As for the persona, then how come it seems that so many people are unaware of their persona seeing their persona as them? Or is this what you mean by persona being conscious?


----------



## LiquidLight (Oct 14, 2011)

> As for the persona, then how come it seems that so many people are unaware of their persona seeing their persona as them? Or is this what you mean by persona being conscious?


Jung would call these people very unconscious people. People so un-self-aware as to not even realize they have a persona and like I pointed out they are numerous (and often extraverted but not exclusively -- the introverted emo-type can be an example of an introvert who, in Jung's words, identifies with the persona). But this is basically a person setting himself up for big problems because they lack self-knowledge to such a profound degree that basically they are vulnerable to invasion from the shadow because essentially, the entirety of themselves is 'shadow.' They don't really realize their ego is different from persona, and so really have no concept that there would be a shadow at all. Its literally a person who thinks clothes make the man, so to speak.


----------



## Entropic (Jun 15, 2012)

LiquidLight said:


> Jung would call these people very unconscious people. People so un-self-aware as to not even realize they have a persona and like I pointed out they are numerous (and often extraverted but not exclusively -- the introverted emo-type can be an example of an introvert who, in Jung's words, identifies with the persona). But this is basically a person setting himself up for big problems because they lack self-knowledge to such a profound degree that basically they are vulnerable to invasion from the shadow because essentially, the entirety of themselves is 'shadow.' They don't really realize their ego is different from persona, and so really have no concept that there would be a shadow at all. Its literally a person who thinks clothes make the man, so to speak.

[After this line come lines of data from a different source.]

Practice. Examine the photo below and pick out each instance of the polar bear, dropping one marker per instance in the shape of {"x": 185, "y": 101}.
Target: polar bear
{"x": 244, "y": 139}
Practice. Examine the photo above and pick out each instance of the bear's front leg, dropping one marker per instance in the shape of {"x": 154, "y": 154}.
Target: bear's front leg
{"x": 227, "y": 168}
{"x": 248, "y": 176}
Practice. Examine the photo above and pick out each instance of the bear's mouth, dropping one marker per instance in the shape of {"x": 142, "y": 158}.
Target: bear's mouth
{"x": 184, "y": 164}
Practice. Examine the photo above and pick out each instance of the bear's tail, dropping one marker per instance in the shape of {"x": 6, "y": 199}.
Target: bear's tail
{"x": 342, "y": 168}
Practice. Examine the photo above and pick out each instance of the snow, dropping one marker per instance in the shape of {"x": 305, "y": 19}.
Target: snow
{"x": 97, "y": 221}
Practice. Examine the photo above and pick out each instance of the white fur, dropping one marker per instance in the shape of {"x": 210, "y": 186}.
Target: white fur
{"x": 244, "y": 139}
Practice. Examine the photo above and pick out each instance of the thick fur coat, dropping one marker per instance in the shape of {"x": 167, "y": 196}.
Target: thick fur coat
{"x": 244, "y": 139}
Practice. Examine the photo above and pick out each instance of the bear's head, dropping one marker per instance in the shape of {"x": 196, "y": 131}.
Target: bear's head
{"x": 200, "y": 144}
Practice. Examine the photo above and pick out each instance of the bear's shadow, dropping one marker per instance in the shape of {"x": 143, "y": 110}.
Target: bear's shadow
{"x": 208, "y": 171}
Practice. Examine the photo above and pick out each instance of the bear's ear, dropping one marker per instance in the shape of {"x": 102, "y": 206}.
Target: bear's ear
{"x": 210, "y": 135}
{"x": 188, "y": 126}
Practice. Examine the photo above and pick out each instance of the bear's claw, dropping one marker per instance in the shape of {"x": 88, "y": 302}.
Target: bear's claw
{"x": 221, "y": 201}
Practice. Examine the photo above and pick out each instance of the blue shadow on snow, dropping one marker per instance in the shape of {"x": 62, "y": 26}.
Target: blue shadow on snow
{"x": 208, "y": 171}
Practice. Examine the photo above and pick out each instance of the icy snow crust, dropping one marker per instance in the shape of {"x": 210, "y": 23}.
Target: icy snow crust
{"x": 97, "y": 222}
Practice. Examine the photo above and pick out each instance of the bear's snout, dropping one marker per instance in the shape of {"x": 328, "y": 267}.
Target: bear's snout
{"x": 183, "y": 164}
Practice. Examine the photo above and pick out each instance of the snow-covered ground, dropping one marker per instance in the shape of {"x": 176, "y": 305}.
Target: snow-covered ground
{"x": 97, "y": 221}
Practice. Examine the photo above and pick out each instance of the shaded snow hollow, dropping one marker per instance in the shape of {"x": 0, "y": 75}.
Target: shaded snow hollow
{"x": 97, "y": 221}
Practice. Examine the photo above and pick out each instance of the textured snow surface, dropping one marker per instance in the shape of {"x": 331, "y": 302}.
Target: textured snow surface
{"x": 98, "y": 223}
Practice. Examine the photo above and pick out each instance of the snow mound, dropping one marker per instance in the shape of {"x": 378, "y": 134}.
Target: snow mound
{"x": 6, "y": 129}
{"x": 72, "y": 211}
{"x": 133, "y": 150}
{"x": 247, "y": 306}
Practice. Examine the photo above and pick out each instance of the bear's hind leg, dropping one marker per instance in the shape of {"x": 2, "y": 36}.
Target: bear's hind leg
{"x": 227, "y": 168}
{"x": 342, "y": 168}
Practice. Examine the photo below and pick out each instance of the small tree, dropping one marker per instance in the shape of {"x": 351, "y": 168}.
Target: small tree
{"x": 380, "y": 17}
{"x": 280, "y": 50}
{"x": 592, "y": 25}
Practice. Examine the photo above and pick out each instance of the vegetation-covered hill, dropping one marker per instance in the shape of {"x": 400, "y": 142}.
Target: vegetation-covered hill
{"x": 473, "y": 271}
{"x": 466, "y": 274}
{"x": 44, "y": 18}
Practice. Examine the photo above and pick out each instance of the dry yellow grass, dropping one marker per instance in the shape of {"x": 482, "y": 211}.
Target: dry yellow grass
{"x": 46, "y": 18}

Well, I am not sure about you, but this really seems to apply to most people, not just here, but as a whole...? Unless I am really misunderstanding something here. How would you define the concept of persona?


----------



## LiquidLight (Oct 14, 2011)

I think of persona almost like being analogous to clothing. A protective outer layer that is necessary (we have to be able to adapt to the world around us) but that is not all encompassing. I think one of the reasons so many people identify with persona is because as far as I can tell, persona develops before your own sense of individuality does. Parents are instrumental in developing a persona for a child (usually in the parents' ideal) even before the child can speak or is just learning telling them to wave, or be politie, or say 'thank you' and so forth. So I think because, for many of us, aspects of our personas (even though we may have evolved away from our early experiences) can probably feel quite true because they've been with us for so long. I think its why so many people are drawn to things like Myers-Briggs and especially Kiersey and other such typologies because they are essentially persona-based typing systems. A self-report best-fit test will only be as good as the person is accurately self-aware, and a great many people are not. The type becomes more of a self-fulfilling prophecy, reinforcing what the person already believed about himself rather than challenging them to see the bigger picture. That's why INFP becomes a catch-all for any person who thinks he or she is shy, artistic and has high ethics or values (despite the fact that these things tell us more about how you see yourself or want people to see you than the mechanics of your thought processes). Kiersey's artisan, guardian, rationale, etc. 'temperaments' (or Berens' for that matter) are really social roles, or are more appropriate to social contexts than they are psychological profiles and I think people, especially extraverts have a better handle on Kiersey's language and applicability than they do on something that is more symbolic like Jung's types which involve a lot of self-awareness and probably a trip to a psychologist or two to start to nail down with any accuracy. 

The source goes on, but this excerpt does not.